Kosinski kicks things off with Supertramp’s The Logical Song playing over hot-pink faux-retro opening-credit title cards, which for a moment promise a film far more live-wire than what is to come. But while the music pushes the film along, it is ultimately auditory window-dressing for a movie that doesn’t have much new to add to Saunders’s favoured themes of societal despair and the emptiness of modern labour.

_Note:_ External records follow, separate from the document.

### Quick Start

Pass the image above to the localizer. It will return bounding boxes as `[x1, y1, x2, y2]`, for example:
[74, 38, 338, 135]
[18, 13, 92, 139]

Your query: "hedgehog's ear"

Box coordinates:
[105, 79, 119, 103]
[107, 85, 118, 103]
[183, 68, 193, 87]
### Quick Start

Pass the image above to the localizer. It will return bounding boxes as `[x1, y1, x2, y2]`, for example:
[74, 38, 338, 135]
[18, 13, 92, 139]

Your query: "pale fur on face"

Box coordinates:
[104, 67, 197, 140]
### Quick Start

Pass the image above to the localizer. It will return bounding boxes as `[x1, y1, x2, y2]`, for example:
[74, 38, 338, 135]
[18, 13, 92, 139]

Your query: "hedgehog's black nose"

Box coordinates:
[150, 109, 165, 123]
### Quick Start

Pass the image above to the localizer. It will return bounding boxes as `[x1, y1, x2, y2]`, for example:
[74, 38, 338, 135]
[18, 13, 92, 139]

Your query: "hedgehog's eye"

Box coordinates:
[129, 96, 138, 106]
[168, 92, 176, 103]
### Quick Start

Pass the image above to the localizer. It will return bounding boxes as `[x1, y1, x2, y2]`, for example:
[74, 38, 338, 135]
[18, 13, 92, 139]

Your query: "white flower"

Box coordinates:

Perhaps sensing that the film needs all the toe-tapping energy it can get, Spiderhead’s cast make the most out of their thin material. Teller, partnering with Kosinski for the third time (after 2017′s Only the Brave and Maverick), finds genuine torment in Jeff, who is repeatedly forced to make choices he would rather walk away from, mirroring how much he attempts to distance himself from the events that landed him in Spiderhead in the first place. And Hemsworth is having an absolute turned-to-11 blast playing the bad guy, a perfectly sculpted creature that is equal parts smoothie-downing tech-bro and insane James Bond supervillain.
I won’t cry for Kosinski – Top Gun: Maverick proves that the director will be able to make whatever he wants going forward, no matter the love, or lack thereof, for Spiderhead. But this ain’t the drug for me.